Die ÖVP will sich nun bei der von ihr gewünschten Kürzung der Familienbeihilfe für im Ausland lebende Kinder doch nicht nur auf das Gutachten des Sozialrechtlers Wolfgang Mazal verlassen. "Allein auf Basis eines Gutachtens - es gibt auch andere Rechtsmeinungen dazu - werden wir jetzt nicht die Umsetzung in Österreich machen", sagte ÖVP-Chef Vizekanzler Reinhold Mitterlehner nach dem Ministerrat.

Mitterlehners Parteikollegin, Familienministerin Sophie Karmasin, hatte zuletzt stets auf eine rasche Umsetzung der "Indexierung" gedrängt und als Argumentation gegen Zweifel, ob die Kürzung EU-rechtskonform ist, auf Mazals Gutachten verwiesen, wonach eine nationale Regelung vor dem EuGH halten werde. Der Sozialrechtler ging davon aus, dass eine nationale Regelung für eine Kürzung "mit Sicherheit" zu einer Klage beim Europäischen Gerichtshof führen werde, "das halte ich aber für eine klar vertretbare Argumentation".

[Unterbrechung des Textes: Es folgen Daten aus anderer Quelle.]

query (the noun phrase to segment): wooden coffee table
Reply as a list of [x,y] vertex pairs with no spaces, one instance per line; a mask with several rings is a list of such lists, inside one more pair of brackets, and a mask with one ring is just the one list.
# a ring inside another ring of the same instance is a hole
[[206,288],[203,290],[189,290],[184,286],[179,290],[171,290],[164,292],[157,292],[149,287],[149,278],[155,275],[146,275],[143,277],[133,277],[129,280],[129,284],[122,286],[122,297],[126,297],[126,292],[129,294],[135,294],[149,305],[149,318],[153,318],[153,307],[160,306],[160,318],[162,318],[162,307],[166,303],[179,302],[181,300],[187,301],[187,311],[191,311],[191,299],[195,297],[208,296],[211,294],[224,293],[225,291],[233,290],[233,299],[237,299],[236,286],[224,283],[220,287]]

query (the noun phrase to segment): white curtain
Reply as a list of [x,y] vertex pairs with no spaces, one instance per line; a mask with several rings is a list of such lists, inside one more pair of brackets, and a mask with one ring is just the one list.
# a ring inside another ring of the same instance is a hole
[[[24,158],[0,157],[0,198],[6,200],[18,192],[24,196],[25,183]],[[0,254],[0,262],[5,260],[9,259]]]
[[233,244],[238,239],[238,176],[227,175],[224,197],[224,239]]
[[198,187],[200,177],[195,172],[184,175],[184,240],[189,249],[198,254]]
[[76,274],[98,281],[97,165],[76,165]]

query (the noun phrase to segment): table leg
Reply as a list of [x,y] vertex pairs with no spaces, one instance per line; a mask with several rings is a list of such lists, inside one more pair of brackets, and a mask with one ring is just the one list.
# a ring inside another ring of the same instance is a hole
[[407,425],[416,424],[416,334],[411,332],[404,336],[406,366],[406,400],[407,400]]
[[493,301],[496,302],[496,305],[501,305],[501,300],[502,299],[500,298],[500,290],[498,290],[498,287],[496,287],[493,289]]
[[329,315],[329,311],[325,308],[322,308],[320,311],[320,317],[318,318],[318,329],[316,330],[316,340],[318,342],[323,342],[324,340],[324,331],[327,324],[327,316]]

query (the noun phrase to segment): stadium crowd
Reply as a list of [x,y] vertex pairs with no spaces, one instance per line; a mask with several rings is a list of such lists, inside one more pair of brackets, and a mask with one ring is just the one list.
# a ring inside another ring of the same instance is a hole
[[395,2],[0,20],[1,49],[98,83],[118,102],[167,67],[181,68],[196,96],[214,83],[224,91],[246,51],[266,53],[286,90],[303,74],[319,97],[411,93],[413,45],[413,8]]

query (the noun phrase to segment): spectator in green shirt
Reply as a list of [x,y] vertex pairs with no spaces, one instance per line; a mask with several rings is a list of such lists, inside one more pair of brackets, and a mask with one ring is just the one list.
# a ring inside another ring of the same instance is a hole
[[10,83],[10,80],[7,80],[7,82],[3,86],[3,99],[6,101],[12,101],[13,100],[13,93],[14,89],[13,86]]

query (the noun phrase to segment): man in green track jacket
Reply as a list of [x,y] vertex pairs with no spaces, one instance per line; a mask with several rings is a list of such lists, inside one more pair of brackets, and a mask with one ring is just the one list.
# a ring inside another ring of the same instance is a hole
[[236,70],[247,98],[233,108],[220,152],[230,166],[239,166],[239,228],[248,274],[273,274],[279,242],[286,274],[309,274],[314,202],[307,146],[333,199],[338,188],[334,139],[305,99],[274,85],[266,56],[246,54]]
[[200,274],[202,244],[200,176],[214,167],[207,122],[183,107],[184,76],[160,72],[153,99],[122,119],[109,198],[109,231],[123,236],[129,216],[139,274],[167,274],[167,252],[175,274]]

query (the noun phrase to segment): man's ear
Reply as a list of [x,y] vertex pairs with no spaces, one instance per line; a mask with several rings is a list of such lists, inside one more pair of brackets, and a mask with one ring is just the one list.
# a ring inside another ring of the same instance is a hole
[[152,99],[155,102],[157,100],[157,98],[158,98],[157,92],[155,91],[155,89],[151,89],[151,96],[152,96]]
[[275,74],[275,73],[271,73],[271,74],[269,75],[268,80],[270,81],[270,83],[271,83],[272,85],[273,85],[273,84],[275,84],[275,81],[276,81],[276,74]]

Mitterlehner gegen "wir riskieren und lassen uns klagen"

Karmasins Parteichef klang am Dienstag von Journalisten auf das Thema angesprochen allerdings anders. Er betonte zwar, die Linie bleibe die gleiche - man wolle diese Indexierung so vornehmen. "Nur ist es üblich bei großen Themen - und das ist ein großes Thema - die Abstimmung mit der Kommission zu suchen." Deutschland habe das bei der Maut beispielsweise auch gemacht. "Die Einstellung 'wir riskieren und lassen uns klagen' ist nicht unbedingt meine oder unsere", erklärte Mitterlehner.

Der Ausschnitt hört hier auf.